# IN3310 Mandatory 1
### Håkon Ganes Kornstad - haakongk

#### General note for Tasks 1 & 2:
The code for these tasks can be found in `ResNetData.py`, `ResNetTrain.py` and `plotting.py`. A run of `haakongk.py` will generate all the data, plots and csv described in this report, provided that the `mandatory1_data` folder is present together with these runfiles.

#### Task 1: Dataset loading

**a)** After downloading the data from the server, a `ResNetData` class is implemented to organize the data and make a stratified split.
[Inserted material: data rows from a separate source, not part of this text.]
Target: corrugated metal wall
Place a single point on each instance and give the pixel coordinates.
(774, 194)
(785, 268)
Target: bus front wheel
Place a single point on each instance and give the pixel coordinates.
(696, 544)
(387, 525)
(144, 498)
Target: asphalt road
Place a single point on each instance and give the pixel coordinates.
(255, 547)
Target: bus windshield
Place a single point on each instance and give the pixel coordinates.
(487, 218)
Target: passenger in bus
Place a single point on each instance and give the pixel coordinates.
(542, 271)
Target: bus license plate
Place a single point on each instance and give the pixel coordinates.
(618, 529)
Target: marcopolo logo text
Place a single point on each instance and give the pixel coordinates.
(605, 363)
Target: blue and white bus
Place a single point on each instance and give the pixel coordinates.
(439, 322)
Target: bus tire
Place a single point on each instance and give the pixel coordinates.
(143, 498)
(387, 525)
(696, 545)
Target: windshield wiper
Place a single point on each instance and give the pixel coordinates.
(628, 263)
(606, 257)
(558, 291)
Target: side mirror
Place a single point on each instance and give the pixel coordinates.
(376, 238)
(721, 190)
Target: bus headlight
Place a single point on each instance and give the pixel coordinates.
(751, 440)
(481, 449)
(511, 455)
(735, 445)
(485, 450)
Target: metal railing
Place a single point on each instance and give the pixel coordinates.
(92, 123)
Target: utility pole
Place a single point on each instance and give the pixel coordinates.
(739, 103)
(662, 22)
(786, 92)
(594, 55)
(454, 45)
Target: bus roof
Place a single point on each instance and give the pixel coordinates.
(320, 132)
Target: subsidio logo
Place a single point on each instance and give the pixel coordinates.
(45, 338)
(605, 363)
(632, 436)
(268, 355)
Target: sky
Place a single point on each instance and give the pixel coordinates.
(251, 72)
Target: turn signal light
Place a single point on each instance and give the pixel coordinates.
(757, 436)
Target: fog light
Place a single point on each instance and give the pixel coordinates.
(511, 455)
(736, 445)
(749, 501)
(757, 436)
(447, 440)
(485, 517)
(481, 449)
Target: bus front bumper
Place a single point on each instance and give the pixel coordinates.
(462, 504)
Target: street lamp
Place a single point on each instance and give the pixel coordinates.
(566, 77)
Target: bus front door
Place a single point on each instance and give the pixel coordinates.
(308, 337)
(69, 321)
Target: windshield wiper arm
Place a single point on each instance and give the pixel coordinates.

After some testing, I choose **65% training data**, **16% validation data** and **19% test data**. The *training set* needs to be big enough so that the model can learn from the data, and generalize on unseen data. The *validation set* is used to keep an eye with the training along the epochs, and also possibly adjust any hyperparameter along the way. It should be smaller, however a too small validation set makes the evaluation unstable. Finally the *test set* should be about the same size as the validation, but I choose it to be a bit bigger.

Instead of creating a folder structure `train, val, test` and copying the files here, `ResNetData` creates the file `annotations.csv`, containing the file paths of each image, along with the class name and stratified split info:

In [None]:
import pandas as pd

df = pd.read_csv('annotations.csv')
print(df.head())

   split                                         image_path  label
0  train  /mnt/e/ml_projects/IN3310/2025/IN3310/Mandator...      0
1  train  /mnt/e/ml_projects/IN3310/2025/IN3310/Mandator...      0
2  train  /mnt/e/ml_projects/IN3310/2025/IN3310/Mandator...      2
3  train  /mnt/e/ml_projects/IN3310/2025/IN3310/Mandator...      1
4  train  /mnt/e/ml_projects/IN3310/2025/IN3310/Mandator...      5


**b)** We now want to assert that there is no leakage of similar images into the different splits. I implement this as a helper function in the `ResNetData` class, namely `_verify_disjoint_splits()`. The function simply reads `annotations.csv` and makes three **sets** of file names based on the respective split. Then `intersection()` is used between them: it should return 0 for disjoint sets. I choose to include this function in the constructor for `ResNetData`, so it will run automatically when creating the data.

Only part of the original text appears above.